Oil & Gas UK added that, following a consultation with industry, the government had agreed to review the impact of the measure a year after its implementation, and that the scope of the measure would be limited to drilling rigs and accommodation vessels. The “hire cap” (the deduction available for the bareboat charter) will be 7.5% of the historical cost of the asset, up from the 6.5% announced at Autumn Statement, and the pro-rata calculation will be based on worldwide utilization of the vessel. Draft legislation will be published on 1 April, and will be open for technical comments until 9 May. The measure will come into effect from 1 April.
The proposed tax allowance for ultra-high-pressure, high-temperature field clusters will exempt a portion of a company’s profits from the supplementary charge. The amount of profit exempt will equal at least 62.5% of the capital expenditure a company incurs on qualifying projects (the exact rate will be announced following consultation). The consultation will be carried out over the summer.
Oil and Gas UK said: “The proposed new allowance for u-HPHT clusters could be a game changer for technically challenging prospects in the North Sea. The allowance has the potential to attract £5-6 billion of investment in the near term if it is pitched at the appropriate rate. The measure should also encourage broader collaboration around acreage near key infrastructure hubs.”

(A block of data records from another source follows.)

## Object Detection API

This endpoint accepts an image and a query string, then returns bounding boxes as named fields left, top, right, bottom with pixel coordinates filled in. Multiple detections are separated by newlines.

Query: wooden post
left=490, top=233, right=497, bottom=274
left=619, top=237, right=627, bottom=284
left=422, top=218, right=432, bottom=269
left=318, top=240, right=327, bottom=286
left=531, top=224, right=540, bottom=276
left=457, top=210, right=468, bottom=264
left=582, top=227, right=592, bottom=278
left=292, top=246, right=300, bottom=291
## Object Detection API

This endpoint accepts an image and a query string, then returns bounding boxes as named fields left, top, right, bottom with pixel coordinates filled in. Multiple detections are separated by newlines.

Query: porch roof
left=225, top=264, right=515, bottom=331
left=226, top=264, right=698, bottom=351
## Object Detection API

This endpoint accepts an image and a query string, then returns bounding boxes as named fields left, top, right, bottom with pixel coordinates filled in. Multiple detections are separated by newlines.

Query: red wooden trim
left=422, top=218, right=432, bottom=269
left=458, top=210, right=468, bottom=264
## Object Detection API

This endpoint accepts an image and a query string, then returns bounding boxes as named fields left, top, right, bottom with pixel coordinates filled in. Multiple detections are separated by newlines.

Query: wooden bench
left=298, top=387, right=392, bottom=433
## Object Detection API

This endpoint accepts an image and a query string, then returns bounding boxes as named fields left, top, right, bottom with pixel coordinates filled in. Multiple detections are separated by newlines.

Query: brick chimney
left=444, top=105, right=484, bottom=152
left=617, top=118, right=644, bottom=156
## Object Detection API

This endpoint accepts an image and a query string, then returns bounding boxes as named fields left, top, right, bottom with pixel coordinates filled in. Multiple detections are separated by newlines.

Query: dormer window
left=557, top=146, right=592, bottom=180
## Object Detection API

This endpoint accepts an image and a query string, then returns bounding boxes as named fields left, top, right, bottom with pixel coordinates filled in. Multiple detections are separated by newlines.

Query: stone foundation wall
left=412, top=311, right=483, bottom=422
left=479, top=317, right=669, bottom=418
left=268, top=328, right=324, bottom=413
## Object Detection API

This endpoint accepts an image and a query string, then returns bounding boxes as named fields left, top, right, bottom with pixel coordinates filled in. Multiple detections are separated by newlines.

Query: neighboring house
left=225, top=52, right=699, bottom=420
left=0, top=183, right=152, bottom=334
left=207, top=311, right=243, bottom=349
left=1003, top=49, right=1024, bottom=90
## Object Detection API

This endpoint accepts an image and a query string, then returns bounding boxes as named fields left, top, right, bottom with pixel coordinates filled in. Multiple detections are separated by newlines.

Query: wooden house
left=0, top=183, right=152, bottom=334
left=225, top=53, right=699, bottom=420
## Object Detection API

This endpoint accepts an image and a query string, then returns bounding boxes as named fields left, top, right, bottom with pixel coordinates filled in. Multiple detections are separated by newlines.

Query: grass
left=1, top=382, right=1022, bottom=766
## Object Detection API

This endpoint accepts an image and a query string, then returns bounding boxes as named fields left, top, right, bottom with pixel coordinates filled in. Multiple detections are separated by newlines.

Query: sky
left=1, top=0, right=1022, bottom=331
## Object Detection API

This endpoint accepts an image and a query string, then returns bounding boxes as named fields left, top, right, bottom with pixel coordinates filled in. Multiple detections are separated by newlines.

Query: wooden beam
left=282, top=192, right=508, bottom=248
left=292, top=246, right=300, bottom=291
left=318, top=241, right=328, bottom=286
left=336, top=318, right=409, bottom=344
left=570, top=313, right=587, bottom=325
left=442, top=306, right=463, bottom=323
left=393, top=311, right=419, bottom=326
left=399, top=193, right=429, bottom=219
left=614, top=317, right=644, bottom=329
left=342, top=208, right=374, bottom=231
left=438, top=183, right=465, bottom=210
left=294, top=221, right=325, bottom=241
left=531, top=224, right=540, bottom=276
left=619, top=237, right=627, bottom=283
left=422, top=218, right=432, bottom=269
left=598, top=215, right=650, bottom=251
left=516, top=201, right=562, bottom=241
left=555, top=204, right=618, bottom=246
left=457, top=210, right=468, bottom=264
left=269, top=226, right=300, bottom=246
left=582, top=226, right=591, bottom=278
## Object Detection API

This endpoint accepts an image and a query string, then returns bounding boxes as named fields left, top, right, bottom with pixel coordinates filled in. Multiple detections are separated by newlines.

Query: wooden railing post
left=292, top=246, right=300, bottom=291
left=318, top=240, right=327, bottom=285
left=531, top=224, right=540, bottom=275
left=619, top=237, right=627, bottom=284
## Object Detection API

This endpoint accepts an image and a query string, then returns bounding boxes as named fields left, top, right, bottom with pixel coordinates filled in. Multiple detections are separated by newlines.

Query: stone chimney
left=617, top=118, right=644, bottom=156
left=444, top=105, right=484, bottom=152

It added: “It is increasingly obvious that the offshore oil and gas fiscal regime has become overly complex, burdensome and uncompetitive. The industry faces marginal tax rates of 62%-81% on oil and gas production, which are unsustainable in a mature basin. The announcement of the review is a very welcome first step which we hope will lead to a simpler regime more attuned to the industry’s challenges and better able to secure international investment in the many, varied opportunities that remain.”
Oil & Gas UK estimates there could yet be up 24 billion barrels of oil and gas to be recovered from UK waters.